Several bomb attacks killed at least five people in and around Baghdad. The violence occurred as Iraqi leaders wrangle over formation of a new government, three months after an inconclusive parliamentary election.
The explosion outside a Baghdad police station killed a number of officers and caused more than a dozen casualties.
Sabah Hassan, an eyewitness, said he saw a suicide bomber detonate his vehicle as it approached a police patrol that was heading towards the station.
A second eyewitness, Ahmad Abbas, who was wounded in the explosion, says police sealed off the area and began firing into the air to prevent anyone from coming near.
Iraqi police were also targeted by a roadside bomb in Baghdad's Zaytouna neighborhood, wounding four policemen and a bystander. Outside of Baghdad, in Mahmoudiya, another roadside bomb caused more than half a dozen casualties near a council building.

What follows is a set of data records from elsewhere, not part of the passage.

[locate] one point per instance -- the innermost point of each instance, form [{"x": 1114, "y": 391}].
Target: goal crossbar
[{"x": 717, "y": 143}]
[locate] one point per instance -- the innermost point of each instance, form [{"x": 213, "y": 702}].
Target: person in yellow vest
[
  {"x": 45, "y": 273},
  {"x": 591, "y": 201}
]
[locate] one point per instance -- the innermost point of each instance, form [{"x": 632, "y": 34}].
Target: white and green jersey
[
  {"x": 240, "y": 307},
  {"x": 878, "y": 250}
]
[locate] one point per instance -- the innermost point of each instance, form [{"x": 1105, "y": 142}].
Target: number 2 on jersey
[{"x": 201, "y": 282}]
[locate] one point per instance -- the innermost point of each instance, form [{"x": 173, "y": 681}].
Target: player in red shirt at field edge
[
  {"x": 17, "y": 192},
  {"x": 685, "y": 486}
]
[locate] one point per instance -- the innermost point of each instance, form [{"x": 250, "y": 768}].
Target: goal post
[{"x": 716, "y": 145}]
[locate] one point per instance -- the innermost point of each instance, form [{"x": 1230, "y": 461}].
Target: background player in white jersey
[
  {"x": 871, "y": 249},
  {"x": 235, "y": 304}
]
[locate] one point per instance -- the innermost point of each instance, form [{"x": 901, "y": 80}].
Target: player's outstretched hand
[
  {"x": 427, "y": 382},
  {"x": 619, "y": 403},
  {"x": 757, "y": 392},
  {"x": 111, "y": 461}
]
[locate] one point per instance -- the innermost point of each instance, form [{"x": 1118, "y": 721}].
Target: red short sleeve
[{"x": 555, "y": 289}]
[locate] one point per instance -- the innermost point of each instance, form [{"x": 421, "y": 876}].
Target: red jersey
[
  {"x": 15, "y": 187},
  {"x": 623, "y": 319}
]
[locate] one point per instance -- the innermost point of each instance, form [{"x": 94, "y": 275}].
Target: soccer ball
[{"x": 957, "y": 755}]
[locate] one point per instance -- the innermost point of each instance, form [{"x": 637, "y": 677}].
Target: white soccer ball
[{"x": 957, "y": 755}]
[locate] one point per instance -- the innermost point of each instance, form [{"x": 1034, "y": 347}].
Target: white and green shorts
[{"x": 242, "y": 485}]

Insurgents have focused their attacks on Iraqi security forces in recent months, in the lead-up to the withdrawal of most U.S. forces this August.
A Middle East analyst at King's College London, James Denselow, says the stalled political process in Iraq, as well as the government's recent decision to disarm the Sunni-Arab paramilitary Sahwa group, could be fueling the violence:
"You have obviously got this stalled political process, that is probably going to head towards some kind of national unity, consensus, coalition, led by at least (outgoing Prime Minister Nouri) Maliki's grouping, if not Maliki himself. But, the two things that I think are particularly interesting right now is the assassination of a second Iraqiya M.P. in the north and the disarming of the Sons of Iraq - the Sahwa Brigades - by decree, which from an outsider's perspective is insanity, because a lot of the violence in the last year has been associated with the [inability] of the central government to incorporate the 20,000 or so into the security forces and the 60,000 or so into the Iraqi ministries," he said.
Denselow argues the Iraqi insurgency was checked for the most part after the U.S. initiated the surge program, buying off many Sunni Arab insurgents and incorporating them into the Sons of Iraq or Sahwa.
"If the Iraqi government suddenly stops paying them, or actually disarms them," he says, "you are definitely going to have a reaction, because these groups are not going to go quietly, as we have seen before."